Felipe left them by day. He offered no excuses, they were not necessary. The castle was the place where everything they had dreamed was becoming reality. The others, Ludovico said to Celestina — Pedro, Simón, the Eremites, the Moors, the pilgrims, the Hebrews, the heresiarchs, the beggars, the prostitutes — must, like them, be liberating themselves in the diverse forms of their various pleasures. At night, Felipe returned, always with brimming pitchers and trays laden with food.
“We need never leave here,” he said to them, “Everything we need is here.”
They made love. They slept. But one night Felipe entered the bedchamber and with him a frightful odor penetrated the room.
“Now the smell is of death, not of pleasure,” Ludovico said to himself.
He waited until Felipe and Celestina were sleeping, naked, their limbs intertwined. The young student donned his beggar’s clothing and left the chamber. A thick cloud of smoke forced him to retreat. He steeled himself to investigate what was happening. Cautiously he walked a long passageway. Death was borne on the wings of the smoke. Choking, he sought refuge. He opened a door and stepped into a bedchamber.

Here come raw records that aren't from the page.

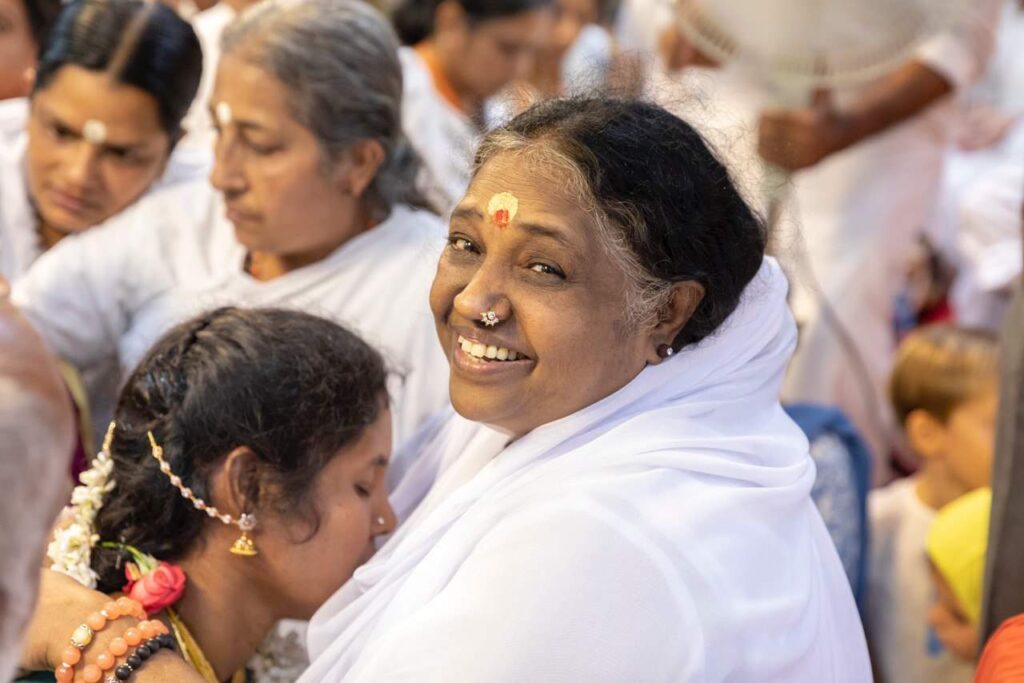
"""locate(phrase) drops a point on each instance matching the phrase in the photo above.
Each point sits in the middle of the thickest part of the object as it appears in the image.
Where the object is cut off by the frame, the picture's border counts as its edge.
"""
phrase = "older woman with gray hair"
(311, 204)
(617, 495)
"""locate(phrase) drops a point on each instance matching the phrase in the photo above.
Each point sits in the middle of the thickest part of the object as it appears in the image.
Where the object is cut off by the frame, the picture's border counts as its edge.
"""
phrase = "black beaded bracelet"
(140, 654)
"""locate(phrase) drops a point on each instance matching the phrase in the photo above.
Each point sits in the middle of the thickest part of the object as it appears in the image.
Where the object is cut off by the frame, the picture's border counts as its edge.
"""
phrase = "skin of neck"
(49, 237)
(936, 484)
(221, 592)
(266, 266)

Two women were peering through a high narrow arched window onto the castle courtyard below. They did not see him as he entered. Clutching each other in fear were a beautiful young Lady and a malodorous scrubbing maid in wide skirts. The student approached the window. Seeing him there, the women screamed and embraced each other even more tightly. Brusquely forcing them aside, Ludovico looked out onto the courtyard. The women ran screaming from the room.
He had not seen the women before, but the cadavers, yes. Guards in coats of mail, bloody swords unsheathed, were dragging bodies by the hair or by the feet and throwing them onto a great pyre blazing in the center of the courtyard. He recognized the men, women, and children Felipe had led to the castle.
Ludovico looked about the rich apartment. With a gesture of rage he ripped down a tapestry hanging on one of the chamber walls. Behind the tapestry was a cradle. And in the cradle slept a baby only a few weeks old. A thousand conflicting thoughts raced through the student’s feverish brain. All were resolved in one almost instinctive action: he removed the child from the cradle, wrapped him in the same silks that had covered him, and left the room with the infant in his arms.
He believed he was saving an innocent from the terrible slaughter. He returned to Felipe’s bedchamber. The youth and the girl were still asleep. Holding the infant aloft to show him to his companions, he almost awakened them. He looked at Celestina’s sleeping face and smiled tranquilly; he knew what she was dreaming. He looked at Felipe and his smile froze; he did not know what Felipe dreamed. Beside the seashore each of them except Felipe had told what he desired: Pedro, a world without servitude. Simón, a world without illness. Celestina, a world without sin. Ludovico, a world without God.